First let's create a very simple dataset. We have some class labels y. 500 are from class 0, and 500 are from class 1, and they are randomly ordered.
>> y = [zeros(500,1); ones(500,1)];
>> y = y(randperm(1000));
And we have 100 variables x that we want to use to predict y. 99 of them are just random noise, but one of them is highly correlated with the class label.
>> x = rand(1000,99);
>> x(:,100) = y + rand(1000,1)*0.1;
Now let's say we want to classify the points using linear discriminant analysis.
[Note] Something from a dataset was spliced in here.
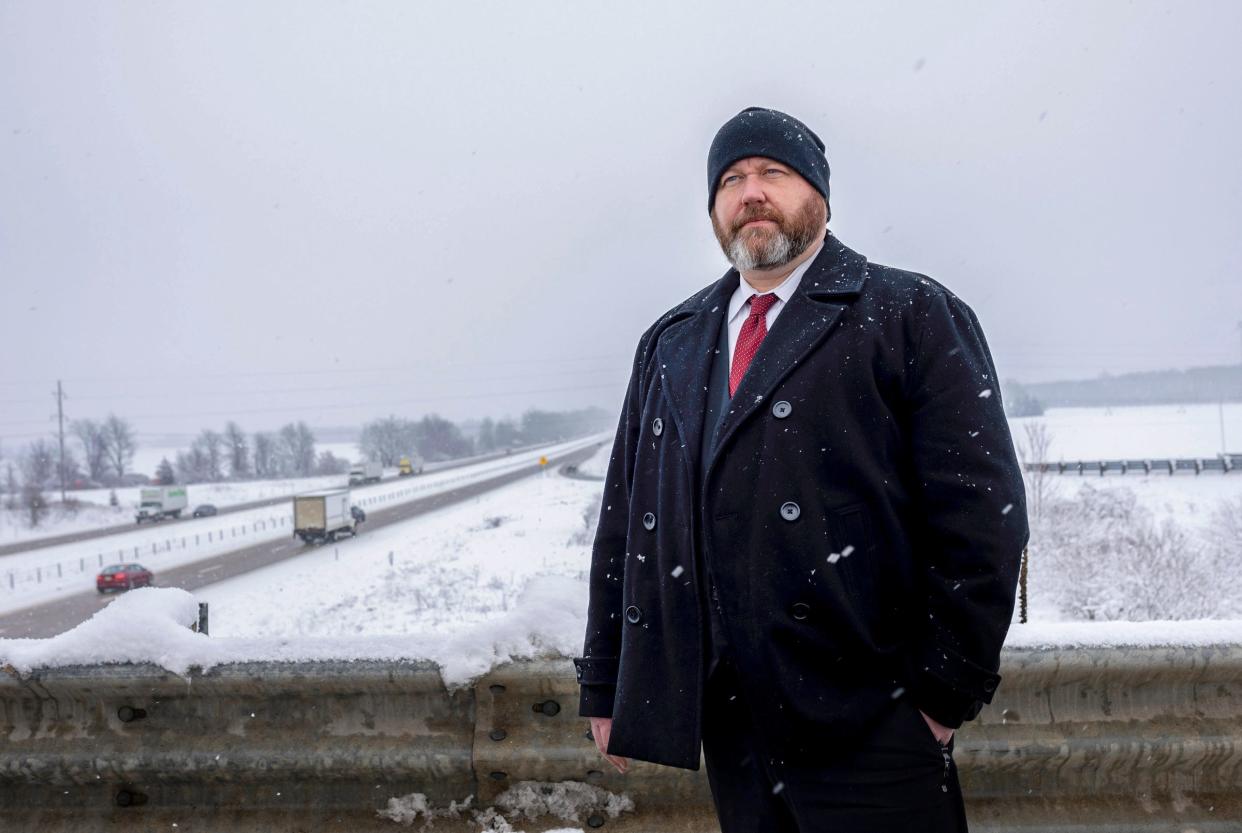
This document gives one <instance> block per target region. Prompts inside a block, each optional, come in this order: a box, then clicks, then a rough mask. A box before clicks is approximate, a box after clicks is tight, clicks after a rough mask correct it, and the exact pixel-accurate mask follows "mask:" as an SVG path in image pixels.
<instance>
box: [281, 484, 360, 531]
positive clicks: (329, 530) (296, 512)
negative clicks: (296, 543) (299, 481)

If we were to do this directly without applying any feature selection, we would first split the data up into a training set and a test set:
>> xtrain = x(1:700, :); xtest = x(701:end, :);
>> ytrain = y(1:700); ytest = y(701:end);
Then we would classify them:
>> ypred = classify(xtest, xtrain, ytrain);
And finally we would measure the error rate of the prediction:
>> sum(ytest ~= ypred)
ans =
0
and in this case we get perfect classification.
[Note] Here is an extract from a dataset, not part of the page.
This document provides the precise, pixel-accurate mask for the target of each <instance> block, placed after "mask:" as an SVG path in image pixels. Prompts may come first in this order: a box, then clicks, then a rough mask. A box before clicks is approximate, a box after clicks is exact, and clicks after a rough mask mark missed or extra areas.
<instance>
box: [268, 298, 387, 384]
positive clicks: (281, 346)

To make a function handle to be used with sequentialfs, just put these pieces together:
>> f = #(xtrain, ytrain, xtest, ytest) sum(ytest ~= classify(xtest, xtrain, ytrain));
And pass all of them together into sequentialfs:
>> fs = sequentialfs(f,x,y)
fs =
Columns 1 through 16
0 0 0 0 0 0 0 0 0 0 0 0 0 0 0 0
Columns 17 through 32
0 0 0 0 0 0 0 0 0 0 0 0 0 0 0 0
Columns 33 through 48
0 0 0 0 0 0 0 0 0 0 0 0 0 0 0 0
Columns 49 through 64
0 0 0 0 0 0 0 0 0 0 0 0 0 0 0 0
Columns 65 through 80
0 0 0 0 0 0 0 0 0 0 0 0 0 0 0 0
Columns 81 through 96
0 0 0 0 0 0 0 0 0 0 0 0 0 0 0 0
Columns 97 through 100
0 0 0 1
The final 1 in the output indicates that variable 100 is, as expected, the best predictor of y among the variables in x.
The example in the documentation for sequentialfs is a little more complex, mostly because the predicted class labels are strings rather than numerical values as above, so ~strcmp is used to calculate the error rate rather than ~=. In addition it makes use of cross-validation to estimate the error rate, rather than direct evaluation as above.